At the time of writing, HashPrice, the estimated daily profit generated by one petahash per second (PH/s) of computing power, was $28.26 as of June 7th. Thirty days ago, on May 7th, this number was $38.69. This means that mining revenue has decreased by 26.96% compared to a month ago.
On-chain fees account for less than 1% of miner rewards due to block times exceeding 10 minutes
On-chain fees remain negligible, accounting for less than 1% of miner rewards and, by median, only 0.73% of the past day’s total. One positive development is that recent adjustments have continued to reduce the difficulty of the network, recalibrating the effort required to discover new blocks. However, this also means that there is less computational power to protect the network, and the block interval often varies beyond the 10-minute average expected by the protocol.
After increasing difficulty by 1.72% in the last adjustment, a significant difficulty reduction is expected on June 13, 2026. The prediction is still subject to change, but the next epoch could see a 10.76% decrease as the block generation delay continues.

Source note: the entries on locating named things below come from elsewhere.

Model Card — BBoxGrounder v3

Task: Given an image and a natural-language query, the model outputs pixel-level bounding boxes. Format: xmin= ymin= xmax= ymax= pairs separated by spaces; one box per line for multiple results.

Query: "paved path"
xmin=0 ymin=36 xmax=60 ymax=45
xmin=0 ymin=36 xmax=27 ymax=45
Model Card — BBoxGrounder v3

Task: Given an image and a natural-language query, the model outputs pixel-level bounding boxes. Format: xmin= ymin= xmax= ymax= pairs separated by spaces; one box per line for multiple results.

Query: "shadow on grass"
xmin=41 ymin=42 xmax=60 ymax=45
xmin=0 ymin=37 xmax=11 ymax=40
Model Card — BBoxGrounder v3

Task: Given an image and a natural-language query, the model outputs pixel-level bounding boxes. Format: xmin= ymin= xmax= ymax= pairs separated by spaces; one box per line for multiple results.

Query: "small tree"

Currently, the average block time over the past day is hovering around 11 minutes and 12 seconds.
Elektron Energy CEO declares first hashrate bear market in Bitcoin history
Many network observers have argued that the situation is becoming increasingly difficult for mining participants, with Electron Energy CEO Rafa Zaghri claiming that Bitcoin is experiencing the first “hashrate bear market” in history.

The phenomenon is defined by a market-driven gradual winding down of the network’s hashrate to about 25% below its September 2025 peak as unprofitable mining rigs continue to shut down, Zagri wrote in an article for X last month. While this development challenges the industry’s long-held assumption that hashrate will only increase over time, Zagri argues that Bitcoin’s security remains firmly intact, as the capital required to carry out a 51% attack remains prohibitive.

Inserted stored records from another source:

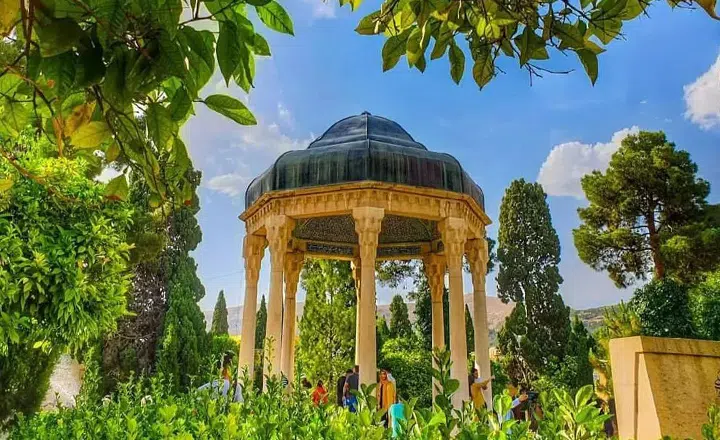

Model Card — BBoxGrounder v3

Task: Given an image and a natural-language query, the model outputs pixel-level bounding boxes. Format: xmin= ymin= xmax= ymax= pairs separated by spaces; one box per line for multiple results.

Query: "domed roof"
xmin=245 ymin=112 xmax=485 ymax=209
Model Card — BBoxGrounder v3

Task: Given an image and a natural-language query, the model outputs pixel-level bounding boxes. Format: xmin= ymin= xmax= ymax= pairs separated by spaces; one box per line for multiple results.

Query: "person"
xmin=335 ymin=369 xmax=352 ymax=407
xmin=468 ymin=367 xmax=495 ymax=411
xmin=312 ymin=380 xmax=328 ymax=406
xmin=378 ymin=370 xmax=397 ymax=427
xmin=343 ymin=365 xmax=360 ymax=412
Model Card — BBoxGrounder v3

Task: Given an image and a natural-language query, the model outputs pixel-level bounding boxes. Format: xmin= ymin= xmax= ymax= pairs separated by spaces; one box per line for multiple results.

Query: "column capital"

Rather, Zagri argues that the more significant long-term challenge is the stagnation of the transaction fee market, which will eventually need to compensate for steadily declining block subsidies. Meanwhile, many publicly traded miners are directing resources to artificial intelligence (AI) infrastructure, with more efficient and disciplined operators taking advantage of Bitcoin’s self-adjusting difficulty mechanism, which reduces competition and allows surviving participants to earn a larger share of the network’s rewards.

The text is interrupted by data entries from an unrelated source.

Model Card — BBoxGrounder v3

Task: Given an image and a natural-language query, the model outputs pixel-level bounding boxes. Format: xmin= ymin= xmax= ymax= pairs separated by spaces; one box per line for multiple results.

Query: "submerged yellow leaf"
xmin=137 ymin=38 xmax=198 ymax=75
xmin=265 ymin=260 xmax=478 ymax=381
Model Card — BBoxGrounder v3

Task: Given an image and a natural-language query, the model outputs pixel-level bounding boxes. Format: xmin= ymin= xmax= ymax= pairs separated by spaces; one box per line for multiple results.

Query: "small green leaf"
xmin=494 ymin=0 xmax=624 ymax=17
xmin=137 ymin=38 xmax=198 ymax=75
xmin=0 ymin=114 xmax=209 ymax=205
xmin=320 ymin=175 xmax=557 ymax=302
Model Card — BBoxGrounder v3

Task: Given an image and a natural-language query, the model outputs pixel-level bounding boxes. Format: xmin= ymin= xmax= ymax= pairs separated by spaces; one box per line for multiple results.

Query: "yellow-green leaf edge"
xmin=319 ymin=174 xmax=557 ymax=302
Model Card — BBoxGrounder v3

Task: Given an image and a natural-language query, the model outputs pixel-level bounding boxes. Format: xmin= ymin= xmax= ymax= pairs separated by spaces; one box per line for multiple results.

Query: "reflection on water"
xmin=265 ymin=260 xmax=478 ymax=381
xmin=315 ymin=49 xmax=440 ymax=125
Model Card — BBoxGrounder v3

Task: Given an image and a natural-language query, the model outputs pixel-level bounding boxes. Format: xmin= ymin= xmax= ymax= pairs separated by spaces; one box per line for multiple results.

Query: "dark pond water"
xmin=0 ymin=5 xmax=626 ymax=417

Stagnant fee market poses a longer-term threat than a temporary decline in hashrate
For many analysts, the problems in the fee market are seen as gradual but deeply structural in nature. Although block subsidies are cut in half every four years, transaction fees currently account for less than 1% of miners’ compensation. Before the 2024 halving, transaction fees were a much larger proportion of miners’ revenue than they are now. Over time, that imbalance can have far greater consequences than a temporary reduction in hashrate.